Materials handling system, including part transfer quantities and move equipment that will be used.

Material Handling System

The best material handling system to be incorporated in Dream Desk plant is Equipment-Oriented System. In this system, depending upon the type of equipment used, several systems are used in succession to realize the full benefits of cost and lead time reduction. These systems include overhead systems, conveyor system, tractor-trailer systems and forklift truck and pallets systems (Verma, 2009).

The part transfer quantities and move equipment that will be used

Finished boxed products should be transported using fork-lift truck and pallet systems. The fork-lift truck can carry up to 8 stacked boxes of finished products while the pallet truck can only carry one box at a time. A four-wheeled Heavy Duty Cargo tractor-trailer system with 5 to 10 tons capacity and three sides drop-down arrangements can hold up to 160 drawers parts (sides, backs, bottoms, or fronts), 160 desk leg, or 40 desk parts (sides, tops, back). Frames can be moved using a Heavy Duty Truck Goose-Neck Type truck of 5 to 20 tons capacity. This truck can move over 100 frames, and up to 350 drawers when stacked on this truck. Alternatively, overhead conveyors can be utilized.

References

1.  Drouillard G. (2001). Bill of Materials. Inventory Interface. Retrieved May 10, 2016.

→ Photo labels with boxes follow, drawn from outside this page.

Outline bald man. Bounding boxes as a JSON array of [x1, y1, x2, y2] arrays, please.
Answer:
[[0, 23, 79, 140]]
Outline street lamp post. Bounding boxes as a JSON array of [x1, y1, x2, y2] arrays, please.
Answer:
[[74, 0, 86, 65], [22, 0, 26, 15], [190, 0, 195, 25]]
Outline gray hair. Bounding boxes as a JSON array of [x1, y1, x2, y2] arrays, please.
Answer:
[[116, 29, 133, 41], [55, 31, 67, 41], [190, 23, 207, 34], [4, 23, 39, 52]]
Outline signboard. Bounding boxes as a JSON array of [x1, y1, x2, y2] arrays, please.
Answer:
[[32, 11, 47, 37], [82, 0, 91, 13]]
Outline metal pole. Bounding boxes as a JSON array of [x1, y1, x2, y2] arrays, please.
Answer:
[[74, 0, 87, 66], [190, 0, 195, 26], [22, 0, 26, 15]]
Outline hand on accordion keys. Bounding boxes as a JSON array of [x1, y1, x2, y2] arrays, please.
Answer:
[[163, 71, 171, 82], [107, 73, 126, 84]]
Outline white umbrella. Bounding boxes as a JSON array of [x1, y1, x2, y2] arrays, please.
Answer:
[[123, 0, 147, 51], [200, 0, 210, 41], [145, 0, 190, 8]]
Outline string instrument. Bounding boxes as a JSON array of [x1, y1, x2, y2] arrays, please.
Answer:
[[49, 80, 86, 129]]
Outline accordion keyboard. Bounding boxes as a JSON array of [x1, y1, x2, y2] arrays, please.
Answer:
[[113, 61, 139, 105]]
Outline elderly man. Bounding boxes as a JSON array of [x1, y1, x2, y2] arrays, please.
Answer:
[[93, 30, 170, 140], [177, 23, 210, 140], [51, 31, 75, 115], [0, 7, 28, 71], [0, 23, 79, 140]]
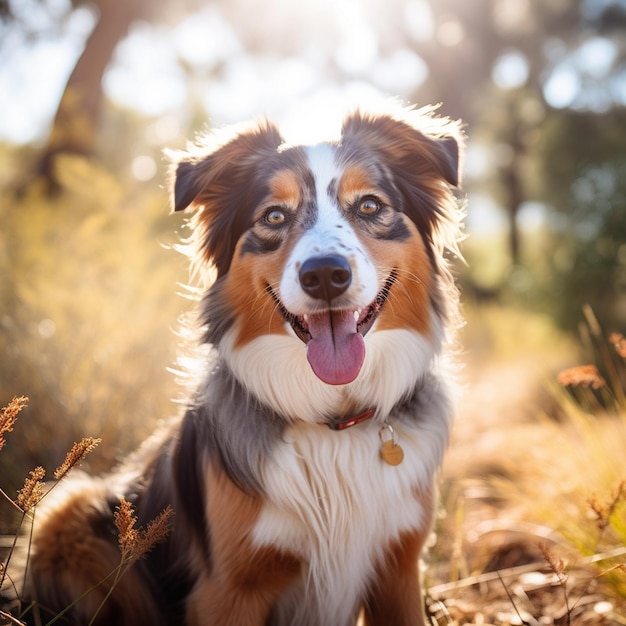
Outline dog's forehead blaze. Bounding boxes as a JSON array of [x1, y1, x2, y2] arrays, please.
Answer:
[[269, 168, 302, 206], [338, 165, 375, 201], [363, 217, 433, 337]]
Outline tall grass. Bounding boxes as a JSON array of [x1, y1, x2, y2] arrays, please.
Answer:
[[0, 152, 188, 492]]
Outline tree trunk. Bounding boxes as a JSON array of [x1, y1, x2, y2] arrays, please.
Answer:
[[38, 0, 149, 187]]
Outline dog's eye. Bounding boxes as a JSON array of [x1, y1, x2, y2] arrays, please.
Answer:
[[264, 207, 287, 226], [358, 196, 383, 215]]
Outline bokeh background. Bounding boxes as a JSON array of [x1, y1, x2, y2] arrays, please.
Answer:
[[0, 0, 626, 624]]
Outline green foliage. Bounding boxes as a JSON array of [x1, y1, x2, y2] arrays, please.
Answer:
[[0, 149, 187, 486], [537, 109, 626, 329]]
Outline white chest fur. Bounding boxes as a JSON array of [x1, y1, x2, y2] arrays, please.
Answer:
[[254, 407, 448, 624]]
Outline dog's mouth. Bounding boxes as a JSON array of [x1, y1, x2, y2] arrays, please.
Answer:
[[267, 270, 397, 385]]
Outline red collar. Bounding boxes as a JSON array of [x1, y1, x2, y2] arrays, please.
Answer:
[[326, 408, 376, 430]]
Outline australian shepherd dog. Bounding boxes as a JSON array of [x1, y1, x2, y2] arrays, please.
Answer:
[[28, 109, 463, 626]]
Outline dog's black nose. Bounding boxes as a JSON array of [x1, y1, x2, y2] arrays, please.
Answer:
[[299, 255, 352, 302]]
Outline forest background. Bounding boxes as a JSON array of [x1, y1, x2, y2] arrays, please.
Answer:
[[0, 0, 626, 623]]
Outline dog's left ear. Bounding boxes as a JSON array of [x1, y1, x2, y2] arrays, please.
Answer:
[[342, 107, 463, 187]]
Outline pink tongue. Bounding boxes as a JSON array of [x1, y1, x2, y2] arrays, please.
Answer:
[[306, 311, 365, 385]]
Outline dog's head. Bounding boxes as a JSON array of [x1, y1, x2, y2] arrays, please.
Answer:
[[173, 110, 462, 394]]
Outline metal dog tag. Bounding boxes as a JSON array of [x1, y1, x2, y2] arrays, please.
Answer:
[[378, 422, 404, 466]]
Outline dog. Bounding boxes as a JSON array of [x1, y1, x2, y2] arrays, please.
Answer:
[[23, 108, 464, 626]]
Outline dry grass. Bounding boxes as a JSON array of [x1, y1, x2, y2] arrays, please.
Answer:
[[429, 310, 626, 626], [0, 397, 173, 626]]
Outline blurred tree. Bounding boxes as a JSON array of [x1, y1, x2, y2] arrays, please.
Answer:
[[39, 0, 157, 183]]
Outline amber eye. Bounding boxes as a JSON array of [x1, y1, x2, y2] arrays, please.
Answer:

2. Verma A. P. (2009). Industrial Management and Engineering. Aisa Enterprises; New Delhi.

3. Reid, R. D. and Sanders, N. R. (2002). Operations Management. John Wiley & Sons. pp. 457–479. 

4. Behnam M. (2013). Operations and Production Systems with Multiple Objectives. John Wiley & Sons.

5.  "Super BOM". SAP ERP 6.0. SAP. (2012). Archived from the original on 2012-07-17. Retrieved 2016-05-10.